Temporal and spatial evolution of the Asian summer monsoon in the seasonal cycle of synoptic fields

Principal mode associated with the seasonal variation of the Asian summer monsoon and the temporal and spatial evolutions of synoptic fields are investigated using 52-year (1948-99) NCEP reanalysis daily data. In this study, cyclostationary EOF analysis is used, which can accurately describe physical modes that evolve in time with a certain physical periodicity called "nested period" in addition to longterm modulation. The nested period is 20 pentads (100 days) from May 21 to August 28, which covers the prominent Asian summer monsoon period.

The first mode of precipitation, sea level pressure, low-level (850 hPa) and upper-level (200 hPa) winds, moisture transport, and convective instability parameter describes typical northward seasonal progression of spatial features associated with Indian monsoon from late May, Meiyu (China) in June, Baiu (Japan) from mid-June to mid-July, and Changma (Korea) from late June to late July. Spatial patterns of sea level pressure anomaly such as sea-land contrast and the subtropical western Pacific high explain most of spatial distribution and evolution of precipitation. For example, northward expansion of low pressure anomaly together with increased moisture transport by low-level westerly (Somali jet) anomaly from the Indian Ocean explains the steady increase of precipitation over India and the Bay of Bengal until mid-August. In addition, lowering of sea level pressure anomaly over the subtropical western Pacific is responsible for the increase of precipitation in the region until mid-August.

Northward movement of the subtropical western Pacific high pressure anomaly to the south of zonally elongated precipitation band between 30~40°ÆN characterizes the temporal evolution of the East Asian monsoons (Meiyu, Baiu and Changma). It is shown that the subtropical western Pacific high pressure anomaly intruding south China and further west to the Bay of Bengal from mid-June to mid-July accelerates low-level wind along the coastal line of Asia. Moisture transport by accelerated low-level wind from the Indian Ocean contributes to precipitation over Asia. Meiyu, Baiu and Changma, however, are shown to be dominated more by the transport from the western Pacific from June to July. The analysis also reveals that convective instability is developed over the frontal regions of the Eastern Asian monsoon due to vertically differential moist advection.

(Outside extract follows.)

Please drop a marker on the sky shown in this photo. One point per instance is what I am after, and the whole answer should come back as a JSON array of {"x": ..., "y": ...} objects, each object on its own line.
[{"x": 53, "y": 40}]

In the upper level, the Tibetan anticyclone, a large-scale clockwise circulation over the Asian continent, moves northwestward from southeast China since mid-June. The upper-level westerly jet to the north of the Tibetan anticyclone is located over Korea and Japan in accordance with the onset of Changma. This suggests that upward motion due to upper-level divergence may be induced over Korea and Japan from late June to early July because these regions are located in the downstream region from the upper level trough.